“The last recession officially ended after eight months, but employment didn’t start to recover until 30 months later, so I think we go at least that long this time. If the recession started in January 2008, then that would mean July 2010 is the first month we have anything that feels like a recovery. But I wouldn’t be surprised if it goes longer than that – maybe into 2011”
“If the Fed responds this time with as much cutting as it did in the last two recessions, we get to zero. And then the problem is, What if that isn’t enough? And there’s a pretty good chance it won’t be.”
“We’re looking at the classic pushing-on-a-string problem, where the Fed can cut, but it’s not clear it does much for the real economy.”
“When the spread gets that big, it suggests that banks are losing trust in each other.”

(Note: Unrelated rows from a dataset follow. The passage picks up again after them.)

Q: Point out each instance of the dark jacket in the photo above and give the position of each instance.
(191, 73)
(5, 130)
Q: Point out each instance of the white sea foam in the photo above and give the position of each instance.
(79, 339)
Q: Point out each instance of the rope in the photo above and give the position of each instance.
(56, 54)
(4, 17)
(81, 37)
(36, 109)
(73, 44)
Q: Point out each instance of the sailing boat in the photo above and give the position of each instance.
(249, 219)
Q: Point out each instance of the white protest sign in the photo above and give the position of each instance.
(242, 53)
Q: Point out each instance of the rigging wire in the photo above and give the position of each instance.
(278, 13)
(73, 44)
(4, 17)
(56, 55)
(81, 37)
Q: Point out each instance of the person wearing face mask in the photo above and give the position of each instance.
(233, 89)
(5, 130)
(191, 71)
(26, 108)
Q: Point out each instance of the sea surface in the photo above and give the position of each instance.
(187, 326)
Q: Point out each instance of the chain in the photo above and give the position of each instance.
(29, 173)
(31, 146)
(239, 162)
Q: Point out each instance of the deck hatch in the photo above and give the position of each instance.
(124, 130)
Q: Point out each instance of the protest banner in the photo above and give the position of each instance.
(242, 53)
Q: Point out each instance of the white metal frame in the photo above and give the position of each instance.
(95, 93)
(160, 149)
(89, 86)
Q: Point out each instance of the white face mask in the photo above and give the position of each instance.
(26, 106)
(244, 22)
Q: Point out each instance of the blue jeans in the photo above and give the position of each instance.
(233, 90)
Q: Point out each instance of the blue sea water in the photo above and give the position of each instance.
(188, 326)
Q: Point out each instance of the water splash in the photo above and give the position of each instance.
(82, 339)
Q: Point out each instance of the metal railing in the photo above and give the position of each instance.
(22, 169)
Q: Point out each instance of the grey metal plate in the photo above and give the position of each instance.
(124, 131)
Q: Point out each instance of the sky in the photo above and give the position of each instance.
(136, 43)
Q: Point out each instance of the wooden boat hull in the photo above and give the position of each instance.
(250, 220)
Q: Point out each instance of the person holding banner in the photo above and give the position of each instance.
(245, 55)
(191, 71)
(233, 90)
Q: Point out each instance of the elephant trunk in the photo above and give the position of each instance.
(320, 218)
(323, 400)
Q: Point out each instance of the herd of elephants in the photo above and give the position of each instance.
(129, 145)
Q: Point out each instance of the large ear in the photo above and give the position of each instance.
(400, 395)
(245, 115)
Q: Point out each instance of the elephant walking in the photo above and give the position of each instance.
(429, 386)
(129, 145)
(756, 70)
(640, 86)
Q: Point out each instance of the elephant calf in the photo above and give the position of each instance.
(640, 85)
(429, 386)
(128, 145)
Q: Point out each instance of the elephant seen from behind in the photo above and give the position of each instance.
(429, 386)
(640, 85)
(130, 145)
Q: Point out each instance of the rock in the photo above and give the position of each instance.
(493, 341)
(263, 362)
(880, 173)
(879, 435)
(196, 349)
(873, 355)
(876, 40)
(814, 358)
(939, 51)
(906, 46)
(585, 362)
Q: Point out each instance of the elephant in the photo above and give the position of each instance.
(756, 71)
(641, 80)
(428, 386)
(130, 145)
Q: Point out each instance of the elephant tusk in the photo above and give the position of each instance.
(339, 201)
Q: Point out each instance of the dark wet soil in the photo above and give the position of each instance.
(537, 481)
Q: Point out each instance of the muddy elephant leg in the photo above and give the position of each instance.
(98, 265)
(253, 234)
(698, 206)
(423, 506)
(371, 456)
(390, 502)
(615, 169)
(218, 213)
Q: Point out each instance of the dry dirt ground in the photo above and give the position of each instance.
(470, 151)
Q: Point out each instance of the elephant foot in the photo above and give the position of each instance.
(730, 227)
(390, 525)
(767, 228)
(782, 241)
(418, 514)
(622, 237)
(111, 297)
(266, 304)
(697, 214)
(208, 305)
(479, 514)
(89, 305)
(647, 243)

“We had a first wave more than a year ago, when subprime first began to go. And everyone said that was contained. We had a second wave last August, when things started going to hell. We had a third wave late in the fall, and heroic efforts seemed to bring the problems under control. And now here we go again. This is starting to look like a much more comprehensive financial crisis.”

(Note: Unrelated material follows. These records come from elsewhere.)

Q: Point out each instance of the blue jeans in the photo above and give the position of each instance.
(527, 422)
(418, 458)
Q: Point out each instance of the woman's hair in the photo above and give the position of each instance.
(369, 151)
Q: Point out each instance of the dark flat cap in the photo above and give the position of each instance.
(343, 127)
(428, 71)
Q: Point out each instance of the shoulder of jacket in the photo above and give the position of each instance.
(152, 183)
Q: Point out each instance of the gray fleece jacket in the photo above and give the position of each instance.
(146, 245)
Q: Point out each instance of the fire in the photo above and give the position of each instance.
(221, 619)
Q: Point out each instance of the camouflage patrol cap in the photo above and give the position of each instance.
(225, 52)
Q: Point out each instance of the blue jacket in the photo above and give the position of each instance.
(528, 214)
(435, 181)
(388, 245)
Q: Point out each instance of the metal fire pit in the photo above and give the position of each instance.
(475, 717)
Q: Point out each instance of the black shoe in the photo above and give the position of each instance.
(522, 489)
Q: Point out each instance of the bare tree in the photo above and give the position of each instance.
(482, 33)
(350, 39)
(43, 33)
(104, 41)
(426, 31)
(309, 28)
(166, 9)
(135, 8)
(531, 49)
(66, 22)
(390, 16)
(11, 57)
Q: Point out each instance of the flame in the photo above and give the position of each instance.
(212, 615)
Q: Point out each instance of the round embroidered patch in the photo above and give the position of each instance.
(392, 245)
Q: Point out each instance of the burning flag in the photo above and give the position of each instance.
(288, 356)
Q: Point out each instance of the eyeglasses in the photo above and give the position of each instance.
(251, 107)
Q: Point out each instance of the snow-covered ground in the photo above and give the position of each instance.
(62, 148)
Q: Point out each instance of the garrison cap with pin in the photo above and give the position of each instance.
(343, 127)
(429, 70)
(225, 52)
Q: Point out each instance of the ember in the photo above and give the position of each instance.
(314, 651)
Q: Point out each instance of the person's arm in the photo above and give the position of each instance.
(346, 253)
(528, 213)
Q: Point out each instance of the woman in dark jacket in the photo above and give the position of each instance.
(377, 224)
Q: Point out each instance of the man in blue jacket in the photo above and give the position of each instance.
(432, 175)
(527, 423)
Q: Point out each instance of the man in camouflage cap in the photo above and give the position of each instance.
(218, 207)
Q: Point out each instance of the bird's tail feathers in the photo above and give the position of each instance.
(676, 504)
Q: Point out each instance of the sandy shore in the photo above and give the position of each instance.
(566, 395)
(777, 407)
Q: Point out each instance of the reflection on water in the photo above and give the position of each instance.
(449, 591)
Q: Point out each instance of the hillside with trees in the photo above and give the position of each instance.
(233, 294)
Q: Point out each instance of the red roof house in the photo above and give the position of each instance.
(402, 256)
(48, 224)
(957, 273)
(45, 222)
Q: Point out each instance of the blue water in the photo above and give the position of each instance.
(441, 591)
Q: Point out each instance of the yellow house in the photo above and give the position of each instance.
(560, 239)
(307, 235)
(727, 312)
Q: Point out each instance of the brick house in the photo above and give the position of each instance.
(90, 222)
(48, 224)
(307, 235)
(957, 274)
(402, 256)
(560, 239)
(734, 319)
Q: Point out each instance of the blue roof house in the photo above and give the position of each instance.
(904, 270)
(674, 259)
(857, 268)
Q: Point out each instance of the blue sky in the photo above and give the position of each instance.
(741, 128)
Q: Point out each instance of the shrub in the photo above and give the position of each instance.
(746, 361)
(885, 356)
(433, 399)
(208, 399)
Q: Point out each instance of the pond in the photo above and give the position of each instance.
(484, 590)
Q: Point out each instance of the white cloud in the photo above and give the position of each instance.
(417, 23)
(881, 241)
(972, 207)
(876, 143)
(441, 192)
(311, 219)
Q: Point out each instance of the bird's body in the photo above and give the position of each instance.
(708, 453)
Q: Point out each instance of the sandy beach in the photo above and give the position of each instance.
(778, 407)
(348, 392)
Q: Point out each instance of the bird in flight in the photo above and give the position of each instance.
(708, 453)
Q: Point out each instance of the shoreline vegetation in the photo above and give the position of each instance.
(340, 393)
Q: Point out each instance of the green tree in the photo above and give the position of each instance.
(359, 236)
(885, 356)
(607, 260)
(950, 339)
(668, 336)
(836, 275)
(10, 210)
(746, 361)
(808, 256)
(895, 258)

“It seems to me like every few weeks there’s another $300 billion market I’ve never heard of that has just collapsed.”
“What we’re having looks like a minor-key version of the bank failures in the early 1930s. Now it’s mostly not banks, it’s markets that were serving the function of banks and institutions that were doing banklike stuff, and it’s not as bad – at least so far. But it’s a question. If we were actually having a string of bank failures, then we would know what to do. The government would essentially seize the banks and guarantee the deposits. But what do you do when you have a wave of failures of things like the auction-rate securities market, which was effectively a funny way of doing banking? If you look historically at other financial crises, they typically end up with big government bailouts. But how’s that going to work in this case? We don’t even know who to bail out. And part of the problem is we don’t even know who owes what to whom.”